The client taking carbamazepine XR for seizure control reports that pieces of the medication are being passed into the stool. Which action by the nurse is most important?
- A. Report this to the health care provider.
- B. Reassure the client that this is normal.
- C. Collect the stool for laboratory analysis.
- D. Document the findings in the medical record.
Correct Answer: B
Rationale: A: It is inappropriate to report an expected finding to the HCP. B: Carbamazepine XR (Tegretol XR) is a sustained-release medication with a coating that is not absorbed but is excreted in feces and may be visible in stool. The nurse should reassure the client that this is normal. C: Collecting the stool for laboratory analysis is not necessary because the coating is not absorbed but excreted in the stool. D: The nurse should document the client teaching but usually would not document the presence of the coating in the client's stool.

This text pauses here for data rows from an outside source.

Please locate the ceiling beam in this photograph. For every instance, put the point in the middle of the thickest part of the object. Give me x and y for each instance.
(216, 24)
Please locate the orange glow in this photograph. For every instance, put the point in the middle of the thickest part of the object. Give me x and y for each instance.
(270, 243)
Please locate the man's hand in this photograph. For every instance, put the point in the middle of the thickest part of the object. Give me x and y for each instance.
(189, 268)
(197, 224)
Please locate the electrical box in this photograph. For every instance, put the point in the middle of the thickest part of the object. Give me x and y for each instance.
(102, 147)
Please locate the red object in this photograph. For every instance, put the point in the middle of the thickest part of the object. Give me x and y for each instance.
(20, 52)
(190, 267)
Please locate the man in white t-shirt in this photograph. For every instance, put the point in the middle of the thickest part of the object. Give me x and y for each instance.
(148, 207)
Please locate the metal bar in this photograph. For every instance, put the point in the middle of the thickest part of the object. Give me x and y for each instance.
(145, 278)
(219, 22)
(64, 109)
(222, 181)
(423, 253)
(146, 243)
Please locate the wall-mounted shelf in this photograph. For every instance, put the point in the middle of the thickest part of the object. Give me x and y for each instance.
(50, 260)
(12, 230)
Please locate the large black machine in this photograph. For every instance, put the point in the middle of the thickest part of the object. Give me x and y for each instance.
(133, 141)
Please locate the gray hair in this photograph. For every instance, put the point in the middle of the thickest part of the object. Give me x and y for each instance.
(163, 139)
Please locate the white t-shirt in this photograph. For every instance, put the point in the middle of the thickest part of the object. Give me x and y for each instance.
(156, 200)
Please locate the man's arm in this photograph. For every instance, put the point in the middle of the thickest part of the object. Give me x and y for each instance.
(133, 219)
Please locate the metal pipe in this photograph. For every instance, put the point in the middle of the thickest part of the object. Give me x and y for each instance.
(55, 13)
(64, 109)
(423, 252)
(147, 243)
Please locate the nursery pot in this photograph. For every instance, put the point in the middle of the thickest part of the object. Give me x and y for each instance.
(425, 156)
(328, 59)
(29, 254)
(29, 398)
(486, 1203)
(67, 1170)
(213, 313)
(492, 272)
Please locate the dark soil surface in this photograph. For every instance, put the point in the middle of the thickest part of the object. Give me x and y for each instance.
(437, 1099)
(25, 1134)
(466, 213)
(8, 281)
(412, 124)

The major electrolytes in the extracellular fluid are:
- A. potassium and chloride.
- B. potassium and phosphate.
- C. sodium and chloride.
- D. sodium and phosphate.
Correct Answer: C
Rationale: Sodium and chloride are the major electrolytes in the extracellular fluid.
The HCP prescribes risperidone to manage the hallucinations of the client diagnosed with paranoid schizophrenia. Which client statements reflect a need for further education regarding the medication's side effects? Select all that apply.
- A. Diarrhea may be a problem for me.
- B. I'll most likely develop high blood pressure.
- C. Being too nervous is a side effect of my medicine.
- D. I will need to watch what I eat so I won't gain weight.
- E. Getting up too quickly when I'm sitting can make me dizzy.
- F. I will need to be careful driving because this can make me drowsy.
Correct Answer: A,B
Rationale: Constipation, not diarrhea, and hypotension, not hypertension, are side effects of risperidone, indicating a need for further education.